Spouse and Couple's Facts Not Separated in Descendant Narrative Report

I have complained a number of times that RM8’s descendant narrative reports do not go to a new line when transitioning between the first spouse’s facts and the couple’s facts. A workaround is to add a carriage return to the beginning of the sentence for the Marriage fact and probably for several other couple facts. To a certain extent, this problem is tied into my use of point form sentence templates.

But I have discovered that there is a similar problem using RM8’s default sentence templates. Namely, there is no blank at all between the first spouse’s facts and the couple’s facts. I have attached a screen capture that illustrates the problem.

“carriage return”–a quaint term in today’s world :wink: Brings back memories of the typing class I took in 8th grade.

Not really! Carriage return still exists even though we use computers. At least it does from a programming standpoint.

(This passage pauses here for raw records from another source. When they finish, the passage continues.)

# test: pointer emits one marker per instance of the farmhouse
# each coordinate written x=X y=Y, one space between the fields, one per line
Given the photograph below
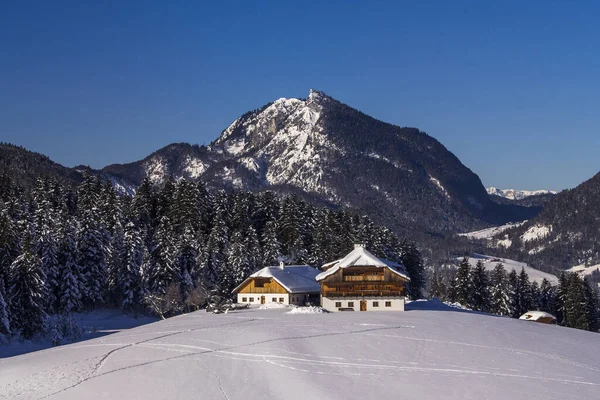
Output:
x=362 y=281
x=285 y=284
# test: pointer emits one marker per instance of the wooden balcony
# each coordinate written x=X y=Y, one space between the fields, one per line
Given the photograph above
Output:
x=363 y=278
x=364 y=293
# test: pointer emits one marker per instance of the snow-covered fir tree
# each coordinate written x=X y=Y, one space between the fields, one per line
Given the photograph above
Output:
x=271 y=247
x=27 y=292
x=4 y=319
x=437 y=287
x=129 y=276
x=186 y=261
x=69 y=272
x=500 y=291
x=163 y=271
x=480 y=296
x=462 y=283
x=238 y=263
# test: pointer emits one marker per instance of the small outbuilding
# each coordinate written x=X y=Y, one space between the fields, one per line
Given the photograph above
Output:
x=538 y=316
x=285 y=284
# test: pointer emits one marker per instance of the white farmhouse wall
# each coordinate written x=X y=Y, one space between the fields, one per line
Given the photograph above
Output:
x=396 y=303
x=255 y=298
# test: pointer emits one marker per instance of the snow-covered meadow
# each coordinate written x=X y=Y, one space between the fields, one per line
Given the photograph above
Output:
x=93 y=324
x=429 y=352
x=535 y=275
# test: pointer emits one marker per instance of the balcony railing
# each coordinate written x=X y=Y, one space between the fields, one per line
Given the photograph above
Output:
x=364 y=293
x=265 y=290
x=361 y=278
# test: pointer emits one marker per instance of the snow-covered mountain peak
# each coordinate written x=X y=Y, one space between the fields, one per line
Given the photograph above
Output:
x=514 y=194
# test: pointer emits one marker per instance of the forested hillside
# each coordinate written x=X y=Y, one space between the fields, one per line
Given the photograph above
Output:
x=566 y=233
x=64 y=250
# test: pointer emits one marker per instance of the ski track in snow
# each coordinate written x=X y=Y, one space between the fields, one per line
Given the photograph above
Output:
x=56 y=381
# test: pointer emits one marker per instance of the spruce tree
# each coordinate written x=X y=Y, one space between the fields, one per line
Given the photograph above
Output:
x=561 y=298
x=4 y=319
x=592 y=305
x=524 y=293
x=92 y=260
x=218 y=242
x=69 y=273
x=271 y=246
x=410 y=257
x=575 y=304
x=437 y=288
x=163 y=272
x=292 y=230
x=27 y=292
x=547 y=298
x=462 y=283
x=185 y=261
x=480 y=297
x=514 y=293
x=500 y=291
x=129 y=278
x=238 y=263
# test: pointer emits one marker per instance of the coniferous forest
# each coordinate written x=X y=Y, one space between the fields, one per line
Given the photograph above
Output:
x=166 y=250
x=574 y=301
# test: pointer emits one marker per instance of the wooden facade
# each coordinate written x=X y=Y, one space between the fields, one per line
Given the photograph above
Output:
x=262 y=285
x=363 y=281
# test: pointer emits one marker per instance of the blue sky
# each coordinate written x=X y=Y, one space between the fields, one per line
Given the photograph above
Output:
x=512 y=87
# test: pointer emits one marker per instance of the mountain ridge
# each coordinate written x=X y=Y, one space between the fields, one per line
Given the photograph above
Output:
x=327 y=149
x=516 y=194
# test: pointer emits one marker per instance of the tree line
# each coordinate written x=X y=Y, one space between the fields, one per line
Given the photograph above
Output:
x=169 y=249
x=574 y=300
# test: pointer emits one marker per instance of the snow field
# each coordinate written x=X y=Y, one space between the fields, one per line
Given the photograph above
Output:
x=490 y=262
x=433 y=352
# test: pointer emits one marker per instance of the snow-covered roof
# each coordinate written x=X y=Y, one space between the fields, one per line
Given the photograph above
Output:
x=294 y=278
x=536 y=315
x=361 y=257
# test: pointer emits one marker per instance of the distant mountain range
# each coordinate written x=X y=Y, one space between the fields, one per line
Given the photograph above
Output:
x=513 y=194
x=334 y=154
x=327 y=152
x=565 y=233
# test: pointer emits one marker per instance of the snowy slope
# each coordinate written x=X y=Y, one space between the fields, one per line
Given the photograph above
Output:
x=534 y=274
x=489 y=233
x=583 y=270
x=428 y=353
x=513 y=194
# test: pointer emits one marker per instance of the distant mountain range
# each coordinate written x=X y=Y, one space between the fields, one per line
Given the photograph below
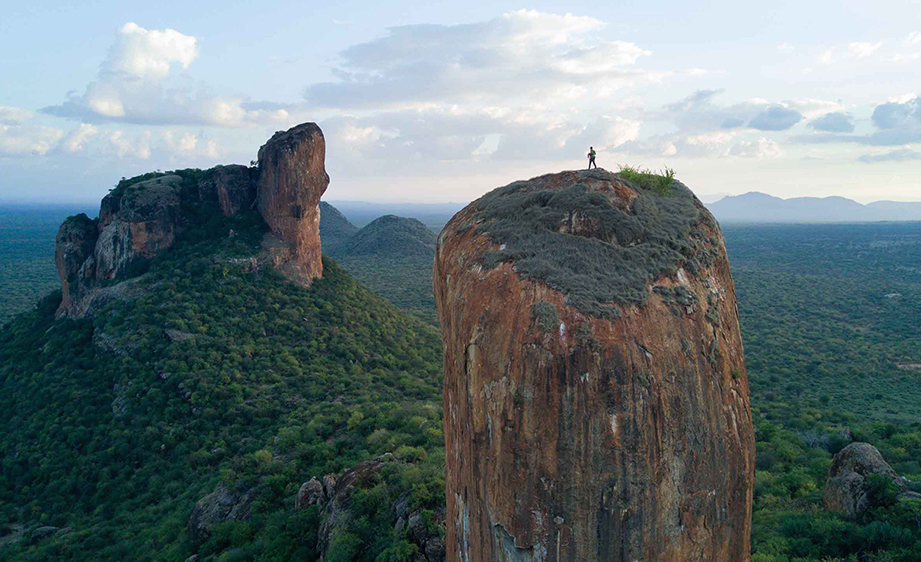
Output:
x=433 y=215
x=392 y=255
x=763 y=208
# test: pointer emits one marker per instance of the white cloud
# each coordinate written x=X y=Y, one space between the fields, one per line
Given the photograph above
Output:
x=22 y=140
x=13 y=115
x=812 y=108
x=186 y=143
x=76 y=139
x=862 y=49
x=761 y=148
x=131 y=87
x=509 y=61
x=138 y=148
x=148 y=54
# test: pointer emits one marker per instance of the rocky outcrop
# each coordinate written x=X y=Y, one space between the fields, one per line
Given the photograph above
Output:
x=310 y=493
x=140 y=218
x=333 y=497
x=596 y=402
x=134 y=225
x=336 y=511
x=219 y=506
x=847 y=490
x=232 y=188
x=292 y=178
x=74 y=245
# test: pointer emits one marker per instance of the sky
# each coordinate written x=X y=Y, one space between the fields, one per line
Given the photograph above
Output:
x=431 y=102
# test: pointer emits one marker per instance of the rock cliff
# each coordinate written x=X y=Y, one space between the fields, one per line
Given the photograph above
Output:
x=291 y=181
x=142 y=217
x=596 y=402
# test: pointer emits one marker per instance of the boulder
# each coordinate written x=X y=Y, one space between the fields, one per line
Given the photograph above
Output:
x=336 y=512
x=292 y=178
x=847 y=488
x=219 y=506
x=596 y=401
x=311 y=493
x=41 y=534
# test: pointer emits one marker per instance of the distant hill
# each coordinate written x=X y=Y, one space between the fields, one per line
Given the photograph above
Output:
x=391 y=255
x=433 y=215
x=392 y=236
x=335 y=228
x=763 y=208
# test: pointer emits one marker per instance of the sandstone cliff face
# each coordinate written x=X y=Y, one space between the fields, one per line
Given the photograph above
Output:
x=596 y=403
x=232 y=188
x=75 y=243
x=141 y=220
x=291 y=181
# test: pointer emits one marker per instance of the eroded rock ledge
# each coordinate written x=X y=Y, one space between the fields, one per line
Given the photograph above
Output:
x=596 y=401
x=139 y=220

I guess that’s kind of my point. An analog throwback still used by digerati, many (most?) of whom probably never saw an actual carriage physically return to start the next line, or a finger “dial” a rotary phone. Except maybe in the movies.

Actually, a carriage return (ascii 13) returns the print position to the beginning of the current line and a line feed (ascii 10) moves the print position directly down to the next line without positioning to the start of the line.
mac and other unix systems may interpret them differently, I’m sure Rooty will chime in.

Modern Macs use LF just like Unix systems. Windows is stuck on CR/LF for some reason.

I’ll defer to the experts at this point. My one and only foray into programing was an intro college course 50+ years ago.

If you place a “carriage return” in an RM sentence template or in a note, you do so with the Enter key on a PC and I assume with a similar key on a Mac. What actually gets stored in the RM database is a two byte sequence, 0D0A in hex, 13,10 in decimal, Ctrl-M, Ctrl-J if that’s the way you want to think about it, or Carriage Return + Line Feed if that’s the way you want to think about it.

That’s the Windows convention rather than the UNIX or Mac convention, but it’s hard to imagine that RM on a Mac would put characters into a sentence template or into a note differently than would RM on a PC. If it did, the same RM database could not work correctly on both a PC and a Mac without garbling your notes.

The hex 0D and 0A characters cannot appear in GEDCOM because they would be interpreted as the end of GEDCOM record. Rather, RM uses an appropriate combination of CONC and CONT tags to create the new line effect. Software importing GEDCOM is expected to reconstruct the carriage return + linefeed sequence from the CONC and CONT tags. Unfortunately, not all genealogy software creates and interprets the CONC and CONT tags in the same way, which sometimes can create bad spacing in notes that are transferred by GEDCOM.

The hex 0D and 0A codes are the old ASCII codes but they still work in UNICODE. RM’s database is UNICODE. In particular, RM’s database uses the UTF-8 encoding of UNICODE.